MNHT08 is composed of 18 technical tracks, with 5 keynote lecturers and over 300 participants from 18 countries. The 257 technical papers cover the full spectrum from microscopic thermophysical processes and properties, microfluidics and nanofluidics, heat transfer in small scale, ultrafast heat transport, interfacial heat transfer, nanofluids, microchannels, micro/nanoscale experimental heat transfer, micro/miniature two-phase systems, thermophysical and mechanical properties, ultrafast coupling in small scales, nano-systems and engineering, nano/microscale thermal radiation, computational micro/nanoscale heat and mass transfer, to micro/nanoscale heat and mass transfer in bio/medical systems. The papers included in this issue are representatives selected from these areas of research. There are a few papers in this issue that are review in nature, for the purpose of capturing the progress being made in a field as well as for presenting new challenges for the future. There are also research papers reporting innovative approaches and new findings, aiming toward advancing the state-of-the-art development in micro/nanoscale heat and mass transfer. Two salient features combined, we hope this issue will not only serve the community well, but also provide a valuable collection for inspiring new researchers to join this fascinating area of research.

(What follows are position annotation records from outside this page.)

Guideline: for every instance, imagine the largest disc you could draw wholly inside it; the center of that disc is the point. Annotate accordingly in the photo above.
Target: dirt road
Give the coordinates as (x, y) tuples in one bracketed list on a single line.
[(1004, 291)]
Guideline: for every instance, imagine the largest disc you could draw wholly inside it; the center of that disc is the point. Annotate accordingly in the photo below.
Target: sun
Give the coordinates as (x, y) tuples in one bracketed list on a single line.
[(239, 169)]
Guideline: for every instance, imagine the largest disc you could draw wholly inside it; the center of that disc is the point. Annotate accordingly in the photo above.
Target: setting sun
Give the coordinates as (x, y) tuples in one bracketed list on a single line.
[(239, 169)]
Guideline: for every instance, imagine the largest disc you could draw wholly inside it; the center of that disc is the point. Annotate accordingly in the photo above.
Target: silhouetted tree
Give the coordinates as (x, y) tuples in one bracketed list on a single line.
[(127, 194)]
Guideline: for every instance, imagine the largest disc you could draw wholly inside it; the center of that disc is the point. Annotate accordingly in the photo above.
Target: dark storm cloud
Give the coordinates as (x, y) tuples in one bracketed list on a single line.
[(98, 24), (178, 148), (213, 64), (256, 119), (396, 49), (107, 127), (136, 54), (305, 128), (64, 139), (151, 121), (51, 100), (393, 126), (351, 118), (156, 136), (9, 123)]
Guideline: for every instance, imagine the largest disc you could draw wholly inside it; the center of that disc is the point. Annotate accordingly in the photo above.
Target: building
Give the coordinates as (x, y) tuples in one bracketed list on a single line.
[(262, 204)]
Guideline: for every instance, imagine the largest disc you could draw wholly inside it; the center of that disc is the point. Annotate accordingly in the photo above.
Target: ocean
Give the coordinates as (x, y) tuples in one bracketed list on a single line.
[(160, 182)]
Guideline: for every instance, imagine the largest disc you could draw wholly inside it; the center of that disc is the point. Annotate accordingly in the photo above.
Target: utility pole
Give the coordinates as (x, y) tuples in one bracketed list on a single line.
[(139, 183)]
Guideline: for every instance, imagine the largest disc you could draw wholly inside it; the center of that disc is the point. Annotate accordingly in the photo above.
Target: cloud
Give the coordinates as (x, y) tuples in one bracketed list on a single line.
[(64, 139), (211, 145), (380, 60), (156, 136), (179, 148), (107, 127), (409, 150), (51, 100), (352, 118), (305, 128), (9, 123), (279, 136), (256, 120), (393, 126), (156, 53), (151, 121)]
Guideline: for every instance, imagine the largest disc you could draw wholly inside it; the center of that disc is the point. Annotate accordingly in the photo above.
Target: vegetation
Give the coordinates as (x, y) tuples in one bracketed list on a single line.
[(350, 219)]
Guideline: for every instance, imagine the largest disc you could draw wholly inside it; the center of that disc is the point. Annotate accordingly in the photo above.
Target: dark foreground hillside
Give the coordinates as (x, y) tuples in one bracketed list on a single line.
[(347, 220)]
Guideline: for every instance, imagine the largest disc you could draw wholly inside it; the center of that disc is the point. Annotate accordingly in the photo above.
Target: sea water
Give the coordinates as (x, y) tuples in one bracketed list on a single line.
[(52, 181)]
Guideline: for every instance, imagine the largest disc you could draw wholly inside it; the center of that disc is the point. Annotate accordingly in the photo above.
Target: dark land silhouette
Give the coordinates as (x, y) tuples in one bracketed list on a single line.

Researchers in micro/nanoscale heat and mass transfer have enjoyed strong growth of the field over the past decade. Many sophisticated physical phenomena in small scales have been unveiled by dedicated individuals and research teams. The rapid evolution and continued explorations into even finer scales of space and time, however, may often generate more profound physics to be better understood. This is particularly the case when the thermal field is coupling with other fields in transporting mass, energy, momentum, and charges in micro/nanoscale. Combined approaches that integrate over analytical, experimental, and numerical phases have now become more important than ever in unveiling the interweaving physical phenomena in smaller scale. It is important to continue our endeavors in generating in-depth scientific understanding and enabling commercial technology for advancing micro/nanodevices, but it may be equally important to “wrap up” our knowledge by reviewing what we have tried to establish from time to time. This focus will remain as the ASME Micro/Nanoscale Heat Transfer International Conference continues into the future.

Special thanks are extended to the reviewers, the Editorial Assistant Shefali Patel, and publishing staff for the ASME Journal of Heat Transfer, who have made this special issue on Micro/Nanoscale Heat Transfer a reality. Enthusiastic supports from National Cheng Kung University, Chinese Society of Mechanical Engineers, and Industrial Technology and Research Institute (ITRI) in Taiwan are greatly appreciated. We wish to thank the Air Force Office of Scientific Research, Asian Office of Aerospace Research and Development (AOARD), and the Office of Naval Research Global (ONRG) for their contributions to the success of this conference.